Rinascimento gambiano?

Yahya Jammeh ha lasciato il potere. Cosa lascia all’Africa la crisi del Gambia

di Lorenzo Bagnoli

La crisi in Gambia apre uno squarcio in Africa. Uno squarcio da cui può penetrare una luce, non solo per il piccolo Paese dell’Africa occidentale, ma per il continente intero. Il grande dittatore Yahya Jammeh alla fine ha ceduto: ha abbandonato Banjul, la capitale dove si asserragliava dall’inizio dell’anno. Ha accettato l’esito delle urne e ha lasciato il Paese, per trovare rifugio in Guinea Conakry. Dopo aver rischiato di trascinare il Paese nelle guerra civile.

Di fatto il Gambia per quasi due giorni ha avuto un esercito occupante e due presidenti: uno legittimo, l’altro un usurpatore.

Quello legittimo si chiama Adama Barrow: ha vinto contro ogni pronostico le elezioni del primo dicembre. Ha 65 anni, ha lavorato negli anni Novanta come addetto alla sicurezza a Londra per sfamare la famiglia e dal 2006 è un importante imprenditore immobiliare in patria. Una persona normale.

Il presidente illegittimo, invece, era il dittatore Jammeh. Coetaneo di Barrow, ha acquistato il potere con la forza nel 1994. Ha ignorato il verdetto elettorale e non ha rispettato l’ultimatum imposto dal Senegal, a capo di un contingente di peacekeeping dell’Ecowas, l’unione economica dell’Africa occidentale, composta da truppe di Nigeria, Ghana, Togo e Mali. Il pericolo di un conflitto era dietro l’angolo.

Eppure, alla fine, il Gambia ha vinto. E con lui, il Senegal (soprattutto) e la Nigeria: a liberare il Paese sono state le potenze africane, senza bisogno di alcun intervento dall’estero. A gestire le trattative è stata Ecowas, con il Senegal in prima linea.

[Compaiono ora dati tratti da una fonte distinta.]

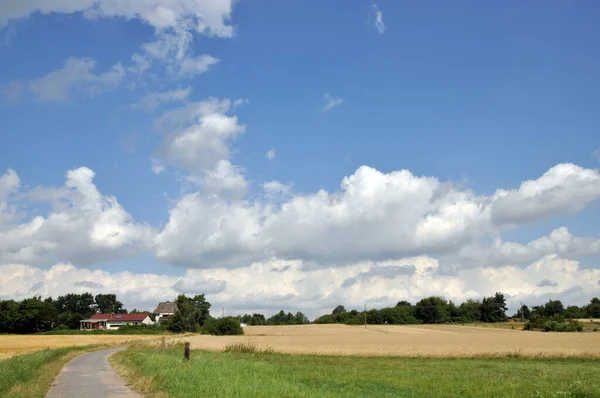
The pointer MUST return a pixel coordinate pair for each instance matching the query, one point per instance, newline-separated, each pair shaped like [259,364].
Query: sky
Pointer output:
[299,155]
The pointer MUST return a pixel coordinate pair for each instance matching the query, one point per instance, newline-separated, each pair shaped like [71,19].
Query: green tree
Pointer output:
[300,319]
[432,310]
[340,309]
[470,311]
[493,309]
[108,304]
[574,312]
[33,315]
[593,308]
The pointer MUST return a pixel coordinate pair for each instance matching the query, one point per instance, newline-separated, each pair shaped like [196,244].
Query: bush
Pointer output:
[223,327]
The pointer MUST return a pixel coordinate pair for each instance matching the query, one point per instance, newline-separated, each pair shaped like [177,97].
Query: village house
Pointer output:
[164,310]
[113,321]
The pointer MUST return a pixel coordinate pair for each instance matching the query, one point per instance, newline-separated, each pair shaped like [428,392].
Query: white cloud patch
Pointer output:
[379,25]
[317,291]
[373,216]
[83,227]
[175,25]
[331,102]
[151,101]
[76,75]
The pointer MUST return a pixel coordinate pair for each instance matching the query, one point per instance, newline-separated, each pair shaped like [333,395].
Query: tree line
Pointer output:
[552,316]
[33,315]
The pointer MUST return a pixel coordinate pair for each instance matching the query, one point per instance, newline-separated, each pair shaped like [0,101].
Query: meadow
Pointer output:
[412,340]
[164,373]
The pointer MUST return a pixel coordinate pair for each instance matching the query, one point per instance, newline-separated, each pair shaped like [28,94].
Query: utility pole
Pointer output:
[522,314]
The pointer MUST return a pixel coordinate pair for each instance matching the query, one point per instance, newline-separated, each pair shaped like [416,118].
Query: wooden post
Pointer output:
[186,353]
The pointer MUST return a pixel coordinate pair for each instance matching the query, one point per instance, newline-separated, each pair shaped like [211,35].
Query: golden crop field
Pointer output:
[11,345]
[413,340]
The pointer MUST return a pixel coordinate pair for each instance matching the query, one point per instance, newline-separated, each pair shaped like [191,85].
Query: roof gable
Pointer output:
[166,307]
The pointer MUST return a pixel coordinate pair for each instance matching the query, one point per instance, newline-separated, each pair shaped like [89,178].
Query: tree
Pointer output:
[554,307]
[493,309]
[108,304]
[523,313]
[340,309]
[33,315]
[470,311]
[301,319]
[432,310]
[574,312]
[593,308]
[191,314]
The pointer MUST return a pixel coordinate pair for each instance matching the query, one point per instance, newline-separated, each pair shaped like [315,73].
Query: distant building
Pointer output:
[113,321]
[165,310]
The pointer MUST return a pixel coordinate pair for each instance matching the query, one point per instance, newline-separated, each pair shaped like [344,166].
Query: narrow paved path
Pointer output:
[90,376]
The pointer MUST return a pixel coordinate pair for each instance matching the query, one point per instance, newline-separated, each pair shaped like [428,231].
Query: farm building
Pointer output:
[113,321]
[164,310]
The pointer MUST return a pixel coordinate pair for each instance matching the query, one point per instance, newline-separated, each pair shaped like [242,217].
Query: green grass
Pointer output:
[164,373]
[30,375]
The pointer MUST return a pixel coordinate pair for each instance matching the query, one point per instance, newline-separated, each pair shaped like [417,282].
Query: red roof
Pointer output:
[119,317]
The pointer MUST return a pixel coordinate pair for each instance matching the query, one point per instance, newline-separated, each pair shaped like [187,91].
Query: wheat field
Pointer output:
[412,341]
[11,345]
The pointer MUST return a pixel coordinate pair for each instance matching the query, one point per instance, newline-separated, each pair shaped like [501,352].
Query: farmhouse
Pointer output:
[164,310]
[113,321]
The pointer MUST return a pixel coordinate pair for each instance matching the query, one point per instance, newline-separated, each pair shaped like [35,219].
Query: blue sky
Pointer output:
[482,97]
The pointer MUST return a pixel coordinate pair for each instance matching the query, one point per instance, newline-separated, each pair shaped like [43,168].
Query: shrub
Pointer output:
[227,326]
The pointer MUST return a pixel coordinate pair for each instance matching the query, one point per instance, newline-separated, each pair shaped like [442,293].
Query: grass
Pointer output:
[30,375]
[241,372]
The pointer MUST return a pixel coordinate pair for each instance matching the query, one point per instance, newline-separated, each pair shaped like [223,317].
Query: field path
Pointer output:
[91,376]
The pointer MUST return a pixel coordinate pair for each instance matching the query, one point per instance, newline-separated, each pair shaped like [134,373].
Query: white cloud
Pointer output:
[208,17]
[289,285]
[379,25]
[374,216]
[151,101]
[175,25]
[76,74]
[195,66]
[331,102]
[157,166]
[84,227]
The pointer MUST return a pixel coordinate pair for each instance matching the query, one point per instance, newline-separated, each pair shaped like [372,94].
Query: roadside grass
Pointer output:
[246,372]
[30,375]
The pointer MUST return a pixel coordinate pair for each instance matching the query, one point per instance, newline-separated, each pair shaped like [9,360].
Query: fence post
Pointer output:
[186,353]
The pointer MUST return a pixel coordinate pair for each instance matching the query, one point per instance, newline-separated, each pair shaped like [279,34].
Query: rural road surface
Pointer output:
[90,376]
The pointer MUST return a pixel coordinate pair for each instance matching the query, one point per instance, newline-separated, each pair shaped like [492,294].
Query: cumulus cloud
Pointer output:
[203,16]
[84,227]
[331,102]
[373,216]
[379,25]
[293,288]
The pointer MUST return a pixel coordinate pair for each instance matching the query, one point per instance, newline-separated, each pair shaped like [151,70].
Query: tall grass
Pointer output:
[31,375]
[164,373]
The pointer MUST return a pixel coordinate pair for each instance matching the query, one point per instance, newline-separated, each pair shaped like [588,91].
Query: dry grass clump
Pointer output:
[11,345]
[247,347]
[418,341]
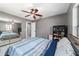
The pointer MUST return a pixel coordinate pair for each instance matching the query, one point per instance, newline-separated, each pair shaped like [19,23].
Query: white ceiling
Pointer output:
[46,9]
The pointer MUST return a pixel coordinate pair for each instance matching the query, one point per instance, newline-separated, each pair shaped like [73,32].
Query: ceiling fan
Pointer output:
[33,12]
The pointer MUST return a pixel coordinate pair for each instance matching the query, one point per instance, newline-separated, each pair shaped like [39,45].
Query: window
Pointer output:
[8,27]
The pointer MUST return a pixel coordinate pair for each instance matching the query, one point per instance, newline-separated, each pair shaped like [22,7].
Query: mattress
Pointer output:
[8,35]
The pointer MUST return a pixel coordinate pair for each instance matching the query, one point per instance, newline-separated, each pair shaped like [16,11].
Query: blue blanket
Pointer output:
[51,50]
[30,47]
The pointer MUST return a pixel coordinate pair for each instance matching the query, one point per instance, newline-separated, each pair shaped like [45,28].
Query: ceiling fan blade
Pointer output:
[27,15]
[32,10]
[34,17]
[36,10]
[25,11]
[38,15]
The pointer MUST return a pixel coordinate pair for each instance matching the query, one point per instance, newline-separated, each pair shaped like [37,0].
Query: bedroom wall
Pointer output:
[22,20]
[69,13]
[44,27]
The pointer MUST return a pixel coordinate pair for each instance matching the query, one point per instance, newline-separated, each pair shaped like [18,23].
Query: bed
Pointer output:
[39,47]
[8,35]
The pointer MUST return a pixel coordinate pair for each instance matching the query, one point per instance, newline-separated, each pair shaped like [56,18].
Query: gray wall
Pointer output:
[44,27]
[15,26]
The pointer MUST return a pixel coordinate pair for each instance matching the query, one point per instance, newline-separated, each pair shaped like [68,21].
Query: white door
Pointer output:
[28,30]
[33,29]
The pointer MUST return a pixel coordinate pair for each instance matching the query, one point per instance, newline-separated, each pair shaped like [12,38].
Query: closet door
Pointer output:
[33,29]
[28,30]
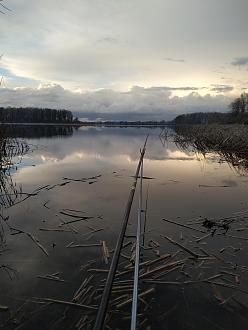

In questi ultimi giorni è scaturito un certo orgoglio, forse un o’ ingenuo, giustificato dal fatto che Francia e Gran Bretagna per una volta si sono limitate a guardare. L’entusiasmo riverbera sui profili twitter dei gambiani all’estero, principali contribuenti economici della campagna elettorale di Barrow.

Sono loro, in fondo, i motori di questo cambiamento, pieni di vogliano riscatto e di rivincita.

In un mondo ideale, i potenti “normali” protagonisti di questa pagina di storia, come Macky Sall, il presidente del Senegal, forte di questo rinnovato orgoglio, rinuncerebbe alla mancia l’Europa attraverso il fondo Africa Tust Fund. Perché quella non è l’Europa che serve all’Africa, quella che mercifica la cooperazione per farne un bene di scambio: soldi a fronte di qualche migrante trattenuto. Un’offesa per il continente intero. E sarebbe altrettanto utopico vedere il neopresidente Barrow ricostruire un tessuto economico in Gambia, Paese dove in migliaia fuggono per avere un’alternativa. In questo piccolo spicchio di Africa occidentale, così, si potrebbe finalmente cominciare a parlare di una pagina ancora minoritaria, quella delle storie di successo dei migranti di ritorno, sempre di più in Senegal, che hanno trasformato da soli ciò che hanno guadagnato fuori dal Paese in un investimento in casa.

Una buona novella che in tanti fanno finta di non vedere.

Oppure, dove i festeggiamenti, la fine della storia sarà di nuovo all’africana. E l’esilio dorato pattuito da Jammeh in casa di un altro dinosauro della politica africana, come il guineano Alpha Condé, non promette bene. E ancora peggio andrebbe se, una volta insediato a Banjul, Barrow cominciasse a spartire il potere con quel che resta degli uomini di Jammeh, condannando il Paese al persistere dell’oligarchia. Un fallimento sotto ogni aspetto. L’ennesimo gattopardismo. Una distopia che non deve avverarsi.